C.S. Lewis writes that “My own eyes are not enough for me, I will see through those of others.” We often declare that faith is about seeing something before “seeing it” so the visual arts allows us to see the world in its entirety, even if it’s an “Imagined World.” In reading this book, we’ll quickly find that the author explores the relationship between the visual art and worship. One of the things I’ve learned over the years is that our emotions, bodies and imaginations play a critical role in our worship of God but it’s the arts that guide our participation. Singing and worshiping the triune God makes it impossible to experience Him without our imagination.
“It is possible that we might actually win the battle of words but lose the battle of images. And losing that battle could well cost us this generation” (21). It’s very cliché when we hear people say, “It’s the same Gospel but different methods.” Dyrness seems very concerned because while we believe the methods should change in how we do things, we often resolve to the old ways. How often have we heard or used the phrase, “back in my day?” Such phrase or thinking creates a wedge between the former and existing generations.
The purpose of this book also “bring questions of visual arts and theology into dialogue with worship.” Back in “your day” or “my day” (as we say), we would read scriptures and create imagery of Christ based on the readings. Now we’re able to create visuals to help the “new church” see and/or experience the full humanity of Christ. St. Francis of Assisi tells us to “Preach the Gospel at all times and when necessary use words.”
“But what does it really mean to speak of worship that is biblical” (138). Worship doesn’t have to be carved with bible verses for it to be biblical and we don’t have to reduce our worship of God or spirituality to reach people. However, the visual arts help to bring the gospel to life. My church uses lots of visuals every weekend because we realize that everyone engages God differently. This book although not comprehensive, allows us to consider the totality of worship. The arts in worship invite us to respond by taking ownership of our imagination and engage God personally. While the arts may look beautiful to the eyes, it’s purpose is much greater. Think about the nativity scene at Christmas that tells the story of the birth of Jesus. Regardless of our denominational influences, that nativity scene helps us to see a swaddled child in a manger in the midst of animals and while there’s a mystery of the birth, we look forward to this imagery each year because it forms part of the foundation of our Christian faith.

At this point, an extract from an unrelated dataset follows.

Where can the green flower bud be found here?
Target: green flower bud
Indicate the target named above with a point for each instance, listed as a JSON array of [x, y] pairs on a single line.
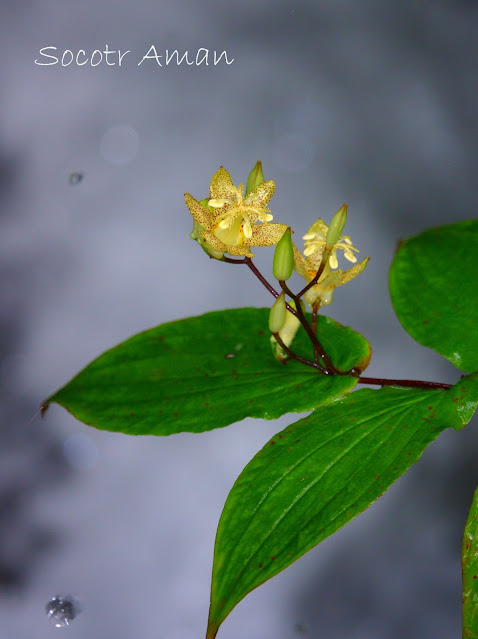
[[283, 263], [277, 314], [194, 235], [336, 227], [255, 178]]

There’s no doubt of the unexamined carry-over from the Reformation as images in churches were destroyed because of its apparent association with the corruption of the ecclesial order. As a result, some Protestant Christians remain reluctant to use images in worship. Some sanctuaries showcase the image of a cross, the bible on an altar or pulpit…we never escape those images. Walk into a Roman Catholic Church and you’ll also see Jesus and the Virgin Mary framed on a wall. While we see restraints of some churches in using visuals in worship, it is evident that it’s a necessity because the media has trained our eyes to always need a visual to connect with the truth.

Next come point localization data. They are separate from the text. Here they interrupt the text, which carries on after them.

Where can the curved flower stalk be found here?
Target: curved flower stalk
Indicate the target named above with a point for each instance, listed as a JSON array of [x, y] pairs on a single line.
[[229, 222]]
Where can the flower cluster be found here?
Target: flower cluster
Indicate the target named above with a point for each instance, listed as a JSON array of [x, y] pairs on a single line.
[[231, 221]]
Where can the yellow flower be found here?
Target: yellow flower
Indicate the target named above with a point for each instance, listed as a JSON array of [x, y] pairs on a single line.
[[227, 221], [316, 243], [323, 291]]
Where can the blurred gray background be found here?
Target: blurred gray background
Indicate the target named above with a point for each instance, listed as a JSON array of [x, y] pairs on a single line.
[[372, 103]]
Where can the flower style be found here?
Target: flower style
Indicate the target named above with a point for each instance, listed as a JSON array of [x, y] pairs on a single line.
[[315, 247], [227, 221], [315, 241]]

While our culture often use images to entice us as consumers, images are a great way to invite us to become Kingdom Builders. Images enhance the spoken word and is an opportunity to help people experience/engage God personally through imagination. God often speaks to us through visual metaphors so this works in harmony in our worship. Dyrness’s greatest credit is the we invited to consider the historical context for the questions we face regarding the visual arts in today’s worship. Yes, this book is not comprehensive but it’s a helpful tool to consider.